Am Fam Physician. 2022 Jun 1;105(6):616-624.

Abstract

Stroke accounts for significant morbidity and mortality and is the fifth leading cause of death in the United States, with direct and indirect costs of more than $100 billion annually. Expedient recognition of acute neurologic deficits with appropriate history, physical examination, and glucose testing will help diagnose stroke and rule out mimicking presentations. The National Institutes of Health Stroke Scale should be used to determine stroke severity and to monitor for evolving changes in clinical presentation. Initial neuroimaging is used to differentiate between ischemic and hemorrhagic stroke or other pathologic processes. If a stroke is determined to be ischemic within four and a half hours of last known well or baseline state, determining the patient's eligibility for the administration of intravenous recombinant tissue plasminogen activator is necessary to proceed with informed decision-making for diagnostic workup and appropriate treatment options. Additional evaluation with specialized magnetic resonance imaging studies can help determine if patients can receive recombinant tissue plasminogen activator within nine hours of last known well. Subarachnoid hemorrhage should be considered in the differential diagnosis if the patient presents with rapid onset of severe headache. If radiographic imaging is negative for hemorrhage when there is high suspicion for delayed presentation of stroke, a lumbar puncture should be considered for further evaluation.
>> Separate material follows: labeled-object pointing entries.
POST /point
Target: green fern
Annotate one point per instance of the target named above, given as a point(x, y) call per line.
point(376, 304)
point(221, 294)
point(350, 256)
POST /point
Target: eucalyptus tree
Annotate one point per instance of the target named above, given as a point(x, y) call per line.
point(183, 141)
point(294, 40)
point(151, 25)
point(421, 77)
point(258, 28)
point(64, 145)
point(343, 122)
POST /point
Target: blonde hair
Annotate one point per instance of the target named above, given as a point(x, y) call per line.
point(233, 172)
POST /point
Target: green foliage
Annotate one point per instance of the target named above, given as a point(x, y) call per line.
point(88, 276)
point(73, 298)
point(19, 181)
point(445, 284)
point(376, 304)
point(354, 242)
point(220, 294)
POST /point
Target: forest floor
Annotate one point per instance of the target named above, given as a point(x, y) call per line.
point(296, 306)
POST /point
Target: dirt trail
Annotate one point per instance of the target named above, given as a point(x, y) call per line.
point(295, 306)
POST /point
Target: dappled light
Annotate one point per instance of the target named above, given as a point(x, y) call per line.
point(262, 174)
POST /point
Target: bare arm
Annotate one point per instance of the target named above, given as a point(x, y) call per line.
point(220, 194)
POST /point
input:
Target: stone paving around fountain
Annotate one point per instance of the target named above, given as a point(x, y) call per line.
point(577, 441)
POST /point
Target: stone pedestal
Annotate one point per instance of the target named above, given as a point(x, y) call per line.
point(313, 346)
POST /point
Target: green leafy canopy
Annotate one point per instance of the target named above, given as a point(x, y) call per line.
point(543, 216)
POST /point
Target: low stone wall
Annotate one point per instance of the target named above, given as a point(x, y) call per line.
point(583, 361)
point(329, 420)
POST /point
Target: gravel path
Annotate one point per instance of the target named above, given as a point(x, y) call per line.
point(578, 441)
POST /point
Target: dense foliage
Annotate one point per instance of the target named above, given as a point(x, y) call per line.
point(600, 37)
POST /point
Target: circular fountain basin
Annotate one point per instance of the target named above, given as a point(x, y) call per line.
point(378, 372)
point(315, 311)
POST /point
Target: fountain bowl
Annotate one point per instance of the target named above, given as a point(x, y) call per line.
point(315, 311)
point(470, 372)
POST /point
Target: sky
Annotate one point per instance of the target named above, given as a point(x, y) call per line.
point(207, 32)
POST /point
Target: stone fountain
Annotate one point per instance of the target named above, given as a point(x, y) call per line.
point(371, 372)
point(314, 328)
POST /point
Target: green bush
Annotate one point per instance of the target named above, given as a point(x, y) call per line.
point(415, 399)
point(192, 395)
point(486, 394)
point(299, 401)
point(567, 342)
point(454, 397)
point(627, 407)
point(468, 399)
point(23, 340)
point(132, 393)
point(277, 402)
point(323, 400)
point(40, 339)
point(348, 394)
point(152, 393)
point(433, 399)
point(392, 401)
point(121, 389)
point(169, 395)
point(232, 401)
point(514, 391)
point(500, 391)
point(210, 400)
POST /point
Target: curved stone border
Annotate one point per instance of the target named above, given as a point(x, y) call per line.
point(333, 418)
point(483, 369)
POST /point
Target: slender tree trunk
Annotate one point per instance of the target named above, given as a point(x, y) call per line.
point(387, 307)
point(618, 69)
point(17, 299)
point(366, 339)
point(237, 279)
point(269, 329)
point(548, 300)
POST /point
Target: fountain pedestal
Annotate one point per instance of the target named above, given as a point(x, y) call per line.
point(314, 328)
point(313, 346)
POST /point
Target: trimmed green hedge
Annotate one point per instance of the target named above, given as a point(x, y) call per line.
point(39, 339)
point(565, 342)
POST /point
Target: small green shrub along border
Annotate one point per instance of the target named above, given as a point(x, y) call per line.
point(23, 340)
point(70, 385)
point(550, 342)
Patients with cerebellar symptoms should be evaluated with a HINTS (head-impulse, nystagmus, test of skew) examination because it is more sensitive for cerebellar stroke than early magnetic resonance imaging. Additional cerebrovascular imaging should be considered in patients with large vessel occlusions presenting within 24 hours of last known well to assess benefits of endovascular interventions. Once initial interventions have been implemented, poststroke evaluations such as telemetry, echocardiography, and carotid imaging should be performed as clinically indicated to determine the etiology of the stroke.

摘要

中风是导致高发病率和高死亡率的疾病,也是美国的第五大致死原因,每年的直接和间接医疗费用超过 1000 亿美元。及时识别急性神经功能缺损,结合适当的病史、体格检查和血糖检测,有助于诊断中风,并排除类似表现。应使用国立卫生研究院中风量表来确定中风的严重程度,并监测临床症状的演变。初始神经影像学用于区分缺血性和出血性中风或其他病理过程。如果在最后一次已知健康或基线状态后的 4 个半小时内确定中风为缺血性,就需要确定患者是否有资格接受静脉注射重组组织型纤溶酶原激活剂的治疗,以便在知情的情况下做出诊断检查和适当治疗方案的决策。进一步进行专门的磁共振成像研究有助于确定患者在最后一次已知健康后 9 小时内是否可以接受重组组织型纤溶酶原激活剂治疗。如果患者出现突发性严重头痛,应考虑蛛网膜下腔出血作为鉴别诊断。如果在高度怀疑有中风延迟发作时,影像学检查结果为阴性出血,应考虑进行腰椎穿刺以进一步评估。对于有小脑症状的患者,应进行 HINTS(头部冲击、眼球震颤、偏斜测试)检查,因为该检查对小脑中风比早期磁共振成像更敏感。对于在最后一次已知健康后 24 小时内出现大血管闭塞的患者,应考虑进行额外的脑血管成像,以评估血管内介入治疗的益处。一旦实施了初始干预,应根据临床需要进行中风后评估,如遥测、超声心动图和颈动脉成像,以确定中风的病因。